I see this referred to a lot, and also find myself referring to it a lot. Having concrete examples of specification gaming is a valuable shortcut when explaining safety problems, as a "proof of concept" of something going wrong.
It's really valuable to make records like this. Insofar as it's accurate, and any reviewers can add to it, that's great. (Perhaps in the future it could be a wiki page of some sort, but for now I think it was a very valuable thing that got posted in 2018.)
Thanks Ben! I'm happy that the list has been a useful resource.
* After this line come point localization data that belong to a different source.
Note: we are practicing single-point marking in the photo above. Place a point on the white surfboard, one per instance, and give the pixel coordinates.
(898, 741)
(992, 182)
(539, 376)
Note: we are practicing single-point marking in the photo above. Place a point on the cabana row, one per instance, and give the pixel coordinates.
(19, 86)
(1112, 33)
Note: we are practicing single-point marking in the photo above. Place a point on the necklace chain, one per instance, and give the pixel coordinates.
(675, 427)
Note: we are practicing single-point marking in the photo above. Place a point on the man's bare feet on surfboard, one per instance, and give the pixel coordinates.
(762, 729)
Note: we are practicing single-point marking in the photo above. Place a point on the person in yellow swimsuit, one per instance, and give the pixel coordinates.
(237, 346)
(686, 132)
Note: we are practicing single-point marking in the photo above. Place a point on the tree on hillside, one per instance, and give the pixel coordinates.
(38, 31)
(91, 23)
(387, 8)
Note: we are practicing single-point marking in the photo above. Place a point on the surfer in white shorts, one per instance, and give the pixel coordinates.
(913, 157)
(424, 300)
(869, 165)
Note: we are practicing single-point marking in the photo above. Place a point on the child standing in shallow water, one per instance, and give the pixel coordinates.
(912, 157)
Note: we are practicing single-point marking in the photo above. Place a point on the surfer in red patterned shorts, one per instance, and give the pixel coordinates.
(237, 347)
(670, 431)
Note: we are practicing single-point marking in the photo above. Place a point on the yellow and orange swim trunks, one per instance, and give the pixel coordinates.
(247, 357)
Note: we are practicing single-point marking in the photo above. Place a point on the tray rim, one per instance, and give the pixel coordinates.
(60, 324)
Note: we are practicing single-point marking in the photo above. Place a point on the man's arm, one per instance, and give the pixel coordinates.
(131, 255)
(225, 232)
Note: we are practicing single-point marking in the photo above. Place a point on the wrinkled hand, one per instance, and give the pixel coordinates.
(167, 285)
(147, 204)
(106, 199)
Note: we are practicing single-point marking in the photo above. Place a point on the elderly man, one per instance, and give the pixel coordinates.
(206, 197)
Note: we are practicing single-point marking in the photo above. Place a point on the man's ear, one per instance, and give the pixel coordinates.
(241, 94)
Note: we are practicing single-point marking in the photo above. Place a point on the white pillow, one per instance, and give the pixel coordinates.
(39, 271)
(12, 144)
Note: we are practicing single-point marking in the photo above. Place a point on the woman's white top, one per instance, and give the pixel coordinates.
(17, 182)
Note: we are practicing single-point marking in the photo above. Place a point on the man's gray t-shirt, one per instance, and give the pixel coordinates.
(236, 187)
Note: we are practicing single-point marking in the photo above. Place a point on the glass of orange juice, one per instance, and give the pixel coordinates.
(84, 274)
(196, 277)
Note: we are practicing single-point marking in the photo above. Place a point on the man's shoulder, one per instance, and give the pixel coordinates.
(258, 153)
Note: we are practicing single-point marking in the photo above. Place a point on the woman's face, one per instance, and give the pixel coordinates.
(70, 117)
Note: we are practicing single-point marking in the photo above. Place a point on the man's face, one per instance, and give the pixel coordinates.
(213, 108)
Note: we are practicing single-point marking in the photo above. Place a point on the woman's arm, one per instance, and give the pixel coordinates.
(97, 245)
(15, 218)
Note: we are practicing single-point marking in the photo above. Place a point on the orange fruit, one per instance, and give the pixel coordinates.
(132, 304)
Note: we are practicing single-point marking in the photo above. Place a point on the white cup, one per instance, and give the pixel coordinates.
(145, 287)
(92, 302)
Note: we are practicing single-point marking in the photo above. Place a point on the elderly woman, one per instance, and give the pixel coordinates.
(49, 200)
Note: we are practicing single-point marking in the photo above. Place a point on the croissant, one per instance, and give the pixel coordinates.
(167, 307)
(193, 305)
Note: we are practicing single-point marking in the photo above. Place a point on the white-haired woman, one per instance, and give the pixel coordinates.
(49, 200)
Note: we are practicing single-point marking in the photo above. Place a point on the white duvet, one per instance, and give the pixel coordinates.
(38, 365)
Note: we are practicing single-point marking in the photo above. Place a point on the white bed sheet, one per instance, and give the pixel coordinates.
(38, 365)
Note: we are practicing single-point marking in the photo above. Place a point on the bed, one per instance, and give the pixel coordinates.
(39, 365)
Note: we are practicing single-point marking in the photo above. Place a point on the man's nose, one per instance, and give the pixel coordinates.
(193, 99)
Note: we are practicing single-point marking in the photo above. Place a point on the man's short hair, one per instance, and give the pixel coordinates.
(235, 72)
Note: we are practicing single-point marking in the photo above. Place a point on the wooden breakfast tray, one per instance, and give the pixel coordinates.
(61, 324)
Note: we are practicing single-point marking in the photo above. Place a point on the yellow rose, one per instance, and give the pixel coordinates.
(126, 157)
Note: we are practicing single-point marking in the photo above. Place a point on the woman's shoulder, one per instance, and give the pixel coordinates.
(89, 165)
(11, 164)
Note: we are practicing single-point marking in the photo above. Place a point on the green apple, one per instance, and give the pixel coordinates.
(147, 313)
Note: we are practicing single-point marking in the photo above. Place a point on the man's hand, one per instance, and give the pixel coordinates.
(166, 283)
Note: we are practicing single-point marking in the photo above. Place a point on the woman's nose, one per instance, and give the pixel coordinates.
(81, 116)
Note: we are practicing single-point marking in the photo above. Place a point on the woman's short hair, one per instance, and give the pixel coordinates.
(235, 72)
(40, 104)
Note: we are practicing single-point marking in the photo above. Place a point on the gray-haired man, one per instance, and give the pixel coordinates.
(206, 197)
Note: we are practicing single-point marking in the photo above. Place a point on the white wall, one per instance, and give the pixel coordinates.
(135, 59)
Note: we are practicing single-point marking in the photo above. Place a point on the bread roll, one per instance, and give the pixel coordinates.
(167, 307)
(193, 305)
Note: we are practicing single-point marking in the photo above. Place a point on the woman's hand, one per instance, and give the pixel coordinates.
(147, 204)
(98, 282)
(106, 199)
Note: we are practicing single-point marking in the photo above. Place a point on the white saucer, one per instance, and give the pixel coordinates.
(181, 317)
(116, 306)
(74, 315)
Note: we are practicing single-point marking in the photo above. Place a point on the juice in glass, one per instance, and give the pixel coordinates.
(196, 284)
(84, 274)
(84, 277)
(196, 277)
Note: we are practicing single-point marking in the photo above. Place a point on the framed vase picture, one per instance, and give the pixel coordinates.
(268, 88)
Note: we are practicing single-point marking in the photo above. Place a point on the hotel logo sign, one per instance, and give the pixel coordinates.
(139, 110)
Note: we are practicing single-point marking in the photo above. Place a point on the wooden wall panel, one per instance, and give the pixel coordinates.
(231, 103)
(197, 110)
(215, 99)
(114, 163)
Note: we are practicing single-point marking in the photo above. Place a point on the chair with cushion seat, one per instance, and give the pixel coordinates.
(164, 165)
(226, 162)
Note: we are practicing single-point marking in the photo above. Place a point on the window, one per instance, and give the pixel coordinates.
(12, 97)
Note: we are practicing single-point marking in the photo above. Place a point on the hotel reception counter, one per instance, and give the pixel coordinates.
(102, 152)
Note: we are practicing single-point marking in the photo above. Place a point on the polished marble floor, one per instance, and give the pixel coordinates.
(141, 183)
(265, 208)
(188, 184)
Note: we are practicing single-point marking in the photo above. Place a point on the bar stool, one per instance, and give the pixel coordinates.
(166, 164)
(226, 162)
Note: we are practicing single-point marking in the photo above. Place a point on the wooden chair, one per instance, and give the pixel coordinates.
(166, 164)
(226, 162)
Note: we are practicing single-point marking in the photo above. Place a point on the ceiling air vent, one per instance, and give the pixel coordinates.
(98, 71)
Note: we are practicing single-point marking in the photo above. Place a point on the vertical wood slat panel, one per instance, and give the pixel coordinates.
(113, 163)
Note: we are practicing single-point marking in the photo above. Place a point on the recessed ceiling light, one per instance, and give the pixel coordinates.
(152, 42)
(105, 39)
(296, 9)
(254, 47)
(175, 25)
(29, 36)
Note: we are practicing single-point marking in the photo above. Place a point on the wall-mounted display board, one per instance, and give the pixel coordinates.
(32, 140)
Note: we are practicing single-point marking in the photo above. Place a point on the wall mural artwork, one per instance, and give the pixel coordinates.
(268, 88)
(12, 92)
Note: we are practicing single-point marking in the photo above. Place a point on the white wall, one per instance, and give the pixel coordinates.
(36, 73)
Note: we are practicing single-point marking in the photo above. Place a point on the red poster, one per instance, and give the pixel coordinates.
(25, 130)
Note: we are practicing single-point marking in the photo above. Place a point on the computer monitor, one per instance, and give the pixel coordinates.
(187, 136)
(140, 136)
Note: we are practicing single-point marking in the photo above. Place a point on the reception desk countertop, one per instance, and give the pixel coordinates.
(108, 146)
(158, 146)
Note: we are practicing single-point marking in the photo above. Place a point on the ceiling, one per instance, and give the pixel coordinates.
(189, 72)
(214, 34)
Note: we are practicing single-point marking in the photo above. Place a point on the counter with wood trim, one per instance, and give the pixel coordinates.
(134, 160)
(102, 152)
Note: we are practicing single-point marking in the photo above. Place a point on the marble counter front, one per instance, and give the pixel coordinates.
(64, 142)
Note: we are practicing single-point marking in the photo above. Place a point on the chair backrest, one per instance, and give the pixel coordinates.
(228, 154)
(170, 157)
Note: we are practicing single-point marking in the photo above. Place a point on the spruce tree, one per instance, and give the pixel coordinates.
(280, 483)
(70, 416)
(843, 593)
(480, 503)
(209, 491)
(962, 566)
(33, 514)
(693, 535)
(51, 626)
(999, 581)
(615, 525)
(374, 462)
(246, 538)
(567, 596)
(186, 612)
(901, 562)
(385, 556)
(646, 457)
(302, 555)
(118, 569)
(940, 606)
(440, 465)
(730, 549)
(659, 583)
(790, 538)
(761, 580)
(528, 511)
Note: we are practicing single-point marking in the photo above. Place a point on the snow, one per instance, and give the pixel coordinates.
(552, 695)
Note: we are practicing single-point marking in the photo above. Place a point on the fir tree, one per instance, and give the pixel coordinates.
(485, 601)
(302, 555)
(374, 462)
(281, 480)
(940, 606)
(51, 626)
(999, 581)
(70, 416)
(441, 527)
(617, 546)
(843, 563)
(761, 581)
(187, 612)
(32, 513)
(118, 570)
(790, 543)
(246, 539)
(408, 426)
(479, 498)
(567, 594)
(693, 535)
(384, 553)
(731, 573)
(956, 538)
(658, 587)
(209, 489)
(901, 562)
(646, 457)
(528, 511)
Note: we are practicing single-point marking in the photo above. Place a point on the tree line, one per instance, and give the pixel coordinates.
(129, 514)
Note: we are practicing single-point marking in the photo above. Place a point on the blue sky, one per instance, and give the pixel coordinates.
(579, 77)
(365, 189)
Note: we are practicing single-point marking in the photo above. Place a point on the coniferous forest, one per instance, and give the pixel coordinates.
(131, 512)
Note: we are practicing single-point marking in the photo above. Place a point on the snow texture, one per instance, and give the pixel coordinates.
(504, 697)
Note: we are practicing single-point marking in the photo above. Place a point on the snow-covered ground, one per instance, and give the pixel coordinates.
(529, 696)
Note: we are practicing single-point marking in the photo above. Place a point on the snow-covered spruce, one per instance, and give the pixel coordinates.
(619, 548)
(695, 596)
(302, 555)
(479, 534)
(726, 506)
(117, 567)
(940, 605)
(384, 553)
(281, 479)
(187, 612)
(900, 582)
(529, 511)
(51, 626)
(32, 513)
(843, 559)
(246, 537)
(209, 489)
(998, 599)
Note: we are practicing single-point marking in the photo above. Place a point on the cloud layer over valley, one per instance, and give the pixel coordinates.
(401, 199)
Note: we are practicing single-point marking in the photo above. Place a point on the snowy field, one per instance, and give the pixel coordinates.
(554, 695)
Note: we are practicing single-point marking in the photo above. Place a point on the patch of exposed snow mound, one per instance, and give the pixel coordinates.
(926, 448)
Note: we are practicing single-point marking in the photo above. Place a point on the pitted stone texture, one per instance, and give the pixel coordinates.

A lot of credit goes to Gwern, who collected many examples that went into the specification gaming list: https://www.gwern.net/Tanks#alternative-examples.
Some other discussion: https://www.lesswrong.com/posts/nvkiGW4vH8CCHfoNi/specification-gaming-examples-in-ai
This looks great, and I think some of the work started by Scott Garrabrant on categorizing Goodhart's law addresses one component of this - but I think there is more and useful work on further categorizing the failure modes. This list looks like a good resource for doing so. On the other hand, I think the categorization would be helped by looking at non AI/ML systems to see how gaming occurs more widely. (Humans game systems differently than AI currently does, in part because we're still smarter. That means looking at humans might help understand how else AI can game metrics.)
For a take on the topic that goes much farther outside the realm of AI examples, see my older blog post on measurement: https://www.ribbonfarm.com/2016/06/09/goodharts-law-and-why-measurement-is-hard/
Thanks a lot for this post. I think “specification gaming” is an essential problem to solve but also possibly one of the hardest to make progress on, so it’s great to see resources aimed at helping people do that. I was unaware of CycleGAN, but it sounds very interesting and I plan to look into it. Thanks for posting something that put me onto an interesting obvservation!